I honestly had little intention of going to tournament to spar. Ultimately though, I decided it would be good experience to go and see what its like. Tournament sparing has been described to me by Nick as playing tag. And from the way the rules have been explained, it more or less seems like its going to be that way. You don't even have to make contact to score... how is this supposed to teach us anything about real fighting? You have to pull your punches, you're not allowed to make contact, if you do, it should be only light contact and you should not follow through. Whats the point? This is MARTIAL ARTS, this is learning the art of war, learning how to kill, maim and destroy your enemy, how to protect yourself and your family. You should be expecting bumps and bruises, you need to know what it feels like to get hit and have the wind knocked out of you.... anyway, enough of my soapbox.
The point is, I have been giving the matter some thought.
Fight Club last night we were going over rules, the targets that are ok to hit, among other things. We practiced sparring at 20% speed to work on less power, focusing on combinations, paying attention to fighting to the judges point of view. (This is because if you hit them to get a point, and the judge doesn't see it, you don't get the point, so you could still lose even if you technically score more points or are a better fighter)
After that we did some sparring tournament style.

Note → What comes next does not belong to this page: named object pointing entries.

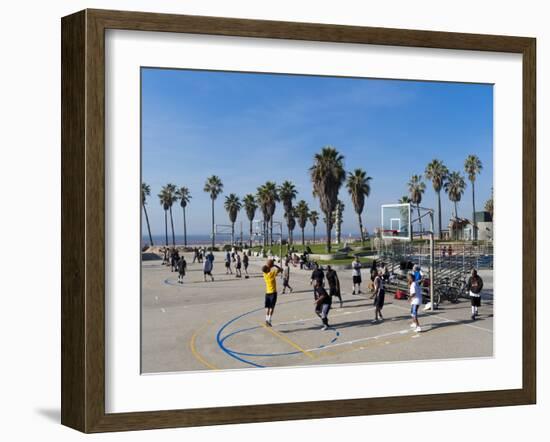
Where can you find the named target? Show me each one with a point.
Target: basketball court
(220, 325)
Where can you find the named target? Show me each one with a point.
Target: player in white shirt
(415, 297)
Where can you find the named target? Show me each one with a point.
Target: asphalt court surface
(220, 325)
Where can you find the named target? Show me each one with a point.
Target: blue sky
(250, 128)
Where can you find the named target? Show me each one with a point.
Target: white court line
(317, 318)
(370, 338)
(447, 319)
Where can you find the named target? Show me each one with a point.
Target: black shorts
(379, 300)
(270, 300)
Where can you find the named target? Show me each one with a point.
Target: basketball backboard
(396, 221)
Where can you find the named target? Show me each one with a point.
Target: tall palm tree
(184, 197)
(302, 213)
(169, 192)
(232, 205)
(164, 198)
(145, 192)
(473, 167)
(416, 189)
(489, 207)
(437, 172)
(327, 175)
(339, 219)
(313, 218)
(291, 222)
(359, 188)
(250, 207)
(454, 187)
(268, 201)
(214, 187)
(287, 193)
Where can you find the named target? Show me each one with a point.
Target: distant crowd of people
(379, 277)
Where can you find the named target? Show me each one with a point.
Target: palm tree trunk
(474, 224)
(361, 229)
(166, 226)
(172, 224)
(439, 212)
(213, 233)
(148, 226)
(184, 229)
(419, 220)
(329, 227)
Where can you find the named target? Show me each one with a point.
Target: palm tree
(287, 193)
(313, 218)
(359, 188)
(339, 219)
(267, 199)
(165, 203)
(232, 205)
(291, 221)
(327, 175)
(416, 190)
(184, 197)
(250, 207)
(489, 207)
(214, 187)
(473, 167)
(169, 192)
(437, 172)
(302, 213)
(454, 187)
(145, 192)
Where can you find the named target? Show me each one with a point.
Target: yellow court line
(194, 350)
(288, 341)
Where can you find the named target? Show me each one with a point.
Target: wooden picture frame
(83, 219)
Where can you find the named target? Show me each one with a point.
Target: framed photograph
(266, 221)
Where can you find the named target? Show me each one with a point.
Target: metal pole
(432, 253)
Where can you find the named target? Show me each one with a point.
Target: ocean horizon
(196, 239)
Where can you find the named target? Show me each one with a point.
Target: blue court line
(234, 352)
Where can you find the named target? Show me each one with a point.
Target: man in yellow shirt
(270, 272)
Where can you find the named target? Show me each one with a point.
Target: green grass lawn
(315, 248)
(345, 261)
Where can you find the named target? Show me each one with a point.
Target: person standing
(237, 265)
(356, 275)
(245, 265)
(286, 277)
(323, 302)
(207, 267)
(415, 297)
(182, 266)
(380, 292)
(475, 285)
(317, 276)
(333, 284)
(228, 264)
(270, 272)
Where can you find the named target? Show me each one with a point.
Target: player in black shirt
(333, 284)
(323, 302)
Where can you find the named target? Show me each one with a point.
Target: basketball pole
(432, 258)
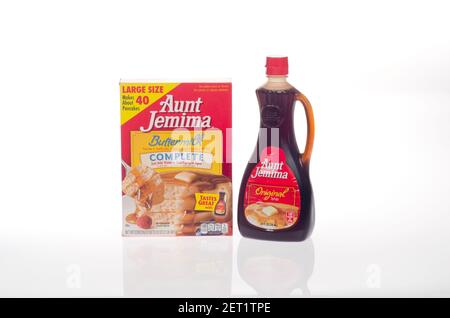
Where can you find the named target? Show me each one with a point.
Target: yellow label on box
(206, 201)
(167, 151)
(135, 97)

My observations and thoughts are as such. If was actually kind of interesting to slow things down a bit and not have to worry about just trying to defend myself and attack at full speed. Its good to focus, to look for openings, to be able to try get your foot work down and concentrate on body movement, checking, countering, etc. Even if point sparring is nothing like a fight, I think it can still help you build some of the fundamentals and at least help you get a grasp on the mechanics of a fight. Especially if you've never been in a fight before.
Its very difficult to put into words what I am trying to say, perhaps I'll be able to articulate it at a later point, but for now, I'll just say that even though I think point sparring is for the most part... pointless. (haa) It can still have its uses. I think the trick is to make sure we do not ever confuse sparring the dojo or at tournament with a real fight. When you sparr, it is good to have control and discipline so you do not hurt your partner. I also think this will be good experience for when I want to be a teacher, being able to fight or demonstrate without hurting or overwhelming my students.
With that said, when you practice kicking, punching, kata, etc. Do not hold back, practice your forms like your life depends on it, and if you are ever in a fight for your life, don't hesitate and don't hold back. Work on things like breathing, proper form, and power generation so you can defend yourself if you need to. Take sparring for what it is, and learn what you can from it. There are times when I want to full on contact sparr, which I can sometimes do at the dojo with my upper classmates. Sparring is sparring, a fight is a fight. They are not the same thing. Do not confuse the two, realize that sparring is nothing like a fight and do not train in bad habits and reactions from sparring. The trick is, I'm not 100% sure how to NOT do that yet... I have mentioned my thoughts, what I think you can do to help keep this from happening, but I don't know for certain.
I'm still trying to make sense of my own thoughts on the subject at this point, and how to not practice one as the other, so this post is probably a bit jumbled. But I feel like it is a step in the right direction at least.